I spent a lot of time in the mountains. The Appalachian community of artisans and makers has its own particular flavor, which is so steeped in tradition and in the feeling of the mountains here. I really appreciate that community and it fostered a lot of my own desire to become a craftsperson early on when I moved to Asheville.
So yeah, I think it's a very kind of wide and expansive community of artists but also farmers and musicians and I think there's a lot of overlap between different creative people and people who are just trying to live in a way that is a little bit alternative to the kind of dominant idea of getting a career and just kind of like barreling down life on your career path. I've been really inspired by the variety of ways that I see people living creatively, whether that's through whether that's as artists and craftspeople or as in other ways.
SG: When you think about the community or the future of the community of craft and the role it plays in our world, what does that look like for you?
AE: I don't know. I mean, I try not to get too apocalyptic about it when I think about it. But I think that there's always going to be a real importance to being able to make things and fix things. I don't think that that technology is going to take that away. And so I think that there's just going to be a kind of a morphing and ever adapting way of blending technology and craft and tradition.
We've been talking about how being kind of aware and paying attention to how the world is changing will kind of enable us as makers to respond in ways that are both bringing that sense of history and our kind of awareness and understanding of historical ways of making things into whatever, you know, situations we need to respond to in the future.
SG: I'm writing my master's thesis about social collapse and apocalypse and artistic response. So now I'm like, oh my gosh, I want to get on a whole rabbit hole of like craft versus survivalism and all of these things. But I'm realizing that we are pretty much at our time, which is so crazy. And I definitely am going to try to get signed up for some of your workshops and keep an eye out on everything. I look forward to seeing what you do in the community that you build with all this in Orange County and beyond. We will have to have a conversation about survival schools versus craft schools at some point. I would absolutely love to hear your thoughts on it.

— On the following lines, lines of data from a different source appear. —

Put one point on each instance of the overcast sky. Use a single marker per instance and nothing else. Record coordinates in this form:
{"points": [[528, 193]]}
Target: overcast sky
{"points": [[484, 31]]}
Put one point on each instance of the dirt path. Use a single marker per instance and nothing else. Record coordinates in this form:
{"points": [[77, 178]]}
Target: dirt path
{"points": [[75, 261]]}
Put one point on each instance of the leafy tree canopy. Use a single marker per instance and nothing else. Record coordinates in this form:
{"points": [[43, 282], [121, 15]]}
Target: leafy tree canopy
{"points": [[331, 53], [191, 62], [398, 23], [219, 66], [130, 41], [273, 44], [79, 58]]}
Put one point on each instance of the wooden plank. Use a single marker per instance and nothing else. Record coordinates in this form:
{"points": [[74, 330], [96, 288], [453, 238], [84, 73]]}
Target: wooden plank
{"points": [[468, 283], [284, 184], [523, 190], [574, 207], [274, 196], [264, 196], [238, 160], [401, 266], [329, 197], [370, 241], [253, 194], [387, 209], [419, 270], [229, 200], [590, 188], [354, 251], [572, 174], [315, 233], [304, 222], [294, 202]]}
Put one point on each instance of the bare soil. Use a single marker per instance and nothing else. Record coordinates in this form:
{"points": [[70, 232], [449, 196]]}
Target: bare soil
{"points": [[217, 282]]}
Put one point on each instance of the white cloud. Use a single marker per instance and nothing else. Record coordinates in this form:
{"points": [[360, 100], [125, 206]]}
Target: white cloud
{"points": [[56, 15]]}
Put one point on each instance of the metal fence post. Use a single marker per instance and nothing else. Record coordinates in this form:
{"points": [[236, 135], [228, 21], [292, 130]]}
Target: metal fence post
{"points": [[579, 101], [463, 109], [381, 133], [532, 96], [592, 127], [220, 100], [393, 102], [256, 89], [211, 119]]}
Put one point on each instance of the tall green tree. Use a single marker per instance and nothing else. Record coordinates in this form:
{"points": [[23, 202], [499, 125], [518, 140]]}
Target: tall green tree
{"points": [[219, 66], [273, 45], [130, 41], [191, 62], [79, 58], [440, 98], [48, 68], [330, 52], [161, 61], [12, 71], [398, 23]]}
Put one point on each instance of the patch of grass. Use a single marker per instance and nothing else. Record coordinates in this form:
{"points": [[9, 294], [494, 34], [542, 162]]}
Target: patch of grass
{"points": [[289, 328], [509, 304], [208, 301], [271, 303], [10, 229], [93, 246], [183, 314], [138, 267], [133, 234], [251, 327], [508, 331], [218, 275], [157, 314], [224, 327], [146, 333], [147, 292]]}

AE: Yeah, there's a lot of overlap, I think.
SG: There is a lot of overlap but it is very odd how they draw to very different communities. Maybe we can unite them somehow. That's the long-term part of arts organizing.
But Angela, thank you so much for being here and for just such a fascinating and interesting conversation and for everything you do. We do always end our podcasts with one final question and we leave it open to people however they want to take it and that question is what do you believe in?
AE: Thank you so much. It's been such a lovely conversation. I believe that the world is really fundamentally a harmonious place. And, you know, just like we touched on earlier, I think that it's our kind of responsibility to try to find that harmony and be in alignment with that harmony. And that comes through paying close attention to natural rhythms and the way that nature mends itself and is always evolving. So yeah, I guess I believe in paying attention.
SG: I could not agree more. Thank you so much. For anyone who wants to follow your work or sign up for workshops or stay up to date, where can they find you?
AE: Flagmountain.studio is my website and also my Instagram.
SG: And we will link to all of that here. Angela, thank you so much. This is such a great conversation and I'm so excited to follow everything you do. Wherever you are in the world, have a good day. Good night. Be good. Stay good.